In June 2011, Tambuwal and Emeka Ihedioha had relied on the support of different opposition parties to defeat Hon. Mulikat Adeola-Akande, who was the party leadership’s choice due to its zoning arrangement. Tambuwal won with 252 as against her 90 votes. But his victory ignited PDP’s series of crises that eventually led to an implosion, causing the party five governors, Speaker of the House and a former president elected on its platform. It will be harsh and premature to assume that Tuesday’s National Assembly elections amount to a death knell for APC. The new behemoth will reign for some time if it is proactive, learn from unforced errors and re-strategize. It faltered on Tuesday because it lacked experience in politics of desperation at the federal level. Part of that indiscretion was in allowing Lawan to be tagged Asiwaju Bola Tinubu’s candidate.

Another was the tactical error by the president to have shown indifference to the politicking that would produce the leadership of the National Assembly.
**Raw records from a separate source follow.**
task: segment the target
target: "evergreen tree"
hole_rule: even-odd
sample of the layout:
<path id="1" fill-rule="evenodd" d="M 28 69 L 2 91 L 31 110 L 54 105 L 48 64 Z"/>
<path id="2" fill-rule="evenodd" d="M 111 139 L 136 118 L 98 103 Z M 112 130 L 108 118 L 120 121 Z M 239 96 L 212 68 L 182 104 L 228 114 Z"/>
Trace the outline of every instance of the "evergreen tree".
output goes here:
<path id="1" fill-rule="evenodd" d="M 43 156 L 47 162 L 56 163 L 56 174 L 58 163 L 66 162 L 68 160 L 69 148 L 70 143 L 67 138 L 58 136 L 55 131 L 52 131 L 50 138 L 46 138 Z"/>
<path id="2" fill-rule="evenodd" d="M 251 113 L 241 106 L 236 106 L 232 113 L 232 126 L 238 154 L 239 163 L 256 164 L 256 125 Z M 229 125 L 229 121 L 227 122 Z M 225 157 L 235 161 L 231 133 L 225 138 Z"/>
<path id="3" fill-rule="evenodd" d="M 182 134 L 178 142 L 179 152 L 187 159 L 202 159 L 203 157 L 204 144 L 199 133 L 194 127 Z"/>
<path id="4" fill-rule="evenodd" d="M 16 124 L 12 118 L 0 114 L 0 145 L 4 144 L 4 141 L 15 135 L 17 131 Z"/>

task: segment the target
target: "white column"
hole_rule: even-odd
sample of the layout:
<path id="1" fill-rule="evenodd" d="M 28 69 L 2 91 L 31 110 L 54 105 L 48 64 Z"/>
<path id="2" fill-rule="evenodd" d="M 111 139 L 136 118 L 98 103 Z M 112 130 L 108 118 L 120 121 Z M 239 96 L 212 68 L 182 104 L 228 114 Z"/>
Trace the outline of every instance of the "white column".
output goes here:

Except it was a clever decoy by Buhari, the naivety that bred that sort of neutral disposition would be tantamount to saying that the president would not have a special adviser on National Assembly matters. It is one thing to win an election on popularity strength, but it’s another thing to steer the ship of the nation aright in shark-infested water. Having tested its strength as an opposition with marginal success, PDP will certainly want more influence going forward.

Some commentators have attributed what happened on Tuesday to a rejection of ‘godfatherism’ in politics. They are wrong. Like the Tambuwal ‘insurrection’ of 2011, what was witnessed on Tuesday was an attempt to throw up a new set of fresh, perhaps influential, godfathers in another mould. They will have their space, but the new kids on the block will do well to realize that except they transition, godfathers don’t really lose in politics. They live to fight another battle, always.